Figure 7. Comparison between (A) T2IR-SPACE and (B) DANTE prepared T2w-SPACE in a 62-year-old subject. (C) T1w-SPACE was scanned as a reference standard. The yellow arrows indicate the wall thickening which is visualized in T2IR-SPACE and T1w-SPACE. The red arrowheads indicate the heterogeneous CSF signal caused by the DANTE module.

FIGURE 8
www.frontiersin.org

Figure 8. Representative images of T2w-SPACE with AntiDrive from a healthy subject. The CSF is not well suppressed and the intracranial vessel wall is not visible.

Discussion

T2IR-SPACE achieved high spatial resolution, large spatial coverage and, more importantly, remarkable CSF suppression and enhanced WM-CSF CNR. As shown in our preliminary results, T2IR-SPACE greatly improves the ability of conventional T2w-SPACE to differentiate vessel walls from CSF and is a potential alternative to T2w-SPACE for assessing intracranial vascular diseases.

The subjective assessment results showed that T2IR-SPACE had better intracranial wall visualization than the other two sequences in all vessel wall segments (Table 2). The subjective mean scores of T2IR-SPACE were significantly higher than those of FLAIR-SPACE in all segments. This is because the IR pulse significantly reduced the SNR of the overall image and most parts of the intracranial vessel wall were missing in FLAIR-SPACE images, as demonstrated in both volunteer subjects and patient subjects (Figures 3, 4). Moreover, the radiologist scores of T2IR-SPACE were significantly higher than those of T2w-SPACE in the MCA and BA segments. This is because in the two regions, and the CSF signal in T2-weighted images was high, the outer boundary of the intracranial vessel wall was difficult to differentiate from the surrounding CSF (Figures 36), interfering with the accurate diagnosis by the radiologist. In the ICA segment, the radiologist score of T2IR-SPACE showed little improvement without statistical significance compared with T2w-SPACE because the intracranial vessel wall at the ICA region was not surrounded by the CSF fluid, so the high CSF signal would not influence the vessel wall visualization. Our proposed T2IR-SPACE technique compensates for the imperfection of the above two existing approaches. It suppresses the CSF signal without much signal loss of other tissues, and the vessel wall can be clearly visualized at all segments of intracranial arteries in T2IR-SPACE images (Figures 36).
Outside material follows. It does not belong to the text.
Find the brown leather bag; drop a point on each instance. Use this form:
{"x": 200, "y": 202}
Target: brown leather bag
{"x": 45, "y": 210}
Previous studies have demonstrated that patients with symptomatic MCA stenosis have larger wall area, plaque area and remodeling index than asymptomatic patients (Xu et al., 2010; Zhang D.F. et al., 2017; Zhao et al., 2016). A hyperintensity band adjacent to the lumen was often observed on T2-weighted images, which was assumed to represent the fibrous cap (Xu et al., 2010; Mossa-Basha et al., 2015). In these studies, the MCA-CSF interface was used to manually trace the vessel area. The high CSF signal in T2-weighted MRI images makes it difficult to distinguish the outer boundary of the intracranial vessel wall and results in inaccurate measurements of wall area and plaque area. T2IR-SPACE suppresses CSF uniformly in whole-brain coverage and allows clear visualization of the interface between the MCA and CSF, which helps to characterize the features of intracranial plaques more accurately and stratify stroke risk in patients with atherosclerotic disease.
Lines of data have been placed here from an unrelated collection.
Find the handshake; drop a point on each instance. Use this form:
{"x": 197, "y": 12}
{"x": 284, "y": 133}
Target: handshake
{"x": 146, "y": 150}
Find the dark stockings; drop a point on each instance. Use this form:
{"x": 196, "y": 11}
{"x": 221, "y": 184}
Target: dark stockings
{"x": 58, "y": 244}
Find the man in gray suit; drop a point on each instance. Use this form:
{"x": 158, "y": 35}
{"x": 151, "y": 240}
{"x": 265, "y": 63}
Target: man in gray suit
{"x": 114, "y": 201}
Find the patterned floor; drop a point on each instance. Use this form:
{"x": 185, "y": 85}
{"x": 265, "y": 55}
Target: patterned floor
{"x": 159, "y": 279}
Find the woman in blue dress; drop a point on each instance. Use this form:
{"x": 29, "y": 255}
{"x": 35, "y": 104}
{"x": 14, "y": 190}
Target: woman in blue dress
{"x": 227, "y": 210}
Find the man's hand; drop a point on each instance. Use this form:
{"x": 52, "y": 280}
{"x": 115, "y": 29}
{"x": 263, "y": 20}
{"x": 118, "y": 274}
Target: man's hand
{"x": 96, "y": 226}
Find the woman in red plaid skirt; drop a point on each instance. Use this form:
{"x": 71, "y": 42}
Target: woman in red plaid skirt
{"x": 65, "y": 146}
Recently, DANTE prepared SPACE and SPACE with AntiDrive have gained popularity in IVWI due to their efficient CSF suppression and superior SNR efficiency (Yang et al., 2016; Fan et al., 2017; Viessmann et al., 2017; Zhang L. et al., 2017). We compared these techniques with our proposed T2IR-SPACE in a preliminary volunteer study. The DANTE module suppresses the CSF well around the circle of Wills but varies at distal (M2 or beyond) segments of the MCA or adjacent to the brain parenchyma (Figure 7, red arrowheads), because CSF fluid velocity varies in those regions and DANTE is a velocity-sensitive module, thus resulting in a heterogeneous CSF signal and interfering with accurate diagnosis by the radiologist. The T2IR module provides robust CSF suppression regardless of the flow velocity, because this module relies on physical properties (T1 and T2) of CSF rather than the velocity of CSF. Hence, this approach is insensitive to slow flow and flow direction. In T2w-SPACE with AntiDrive, the CSF signal is not well suppressed and the intracranial vessel wall is not visible. This is because the TR (2500 ms) is relatively long in T2w-SPACE, although the AntiDrive pulse inverts the Mz of CSF to the negative longitudinal axis at the end of the echo train, the CSF still recovers to a relatively high value during the long Trec. However, in T1w-SPACE, CSF signal is already low enough and lower than the brain parenchyma due to the short TR, and the application of AntiDrive pulse would further reduce the CSF signal and improve the T1 contrast. This is the reason why AntiDrive pulse is widely used in T1-weighted IVWI.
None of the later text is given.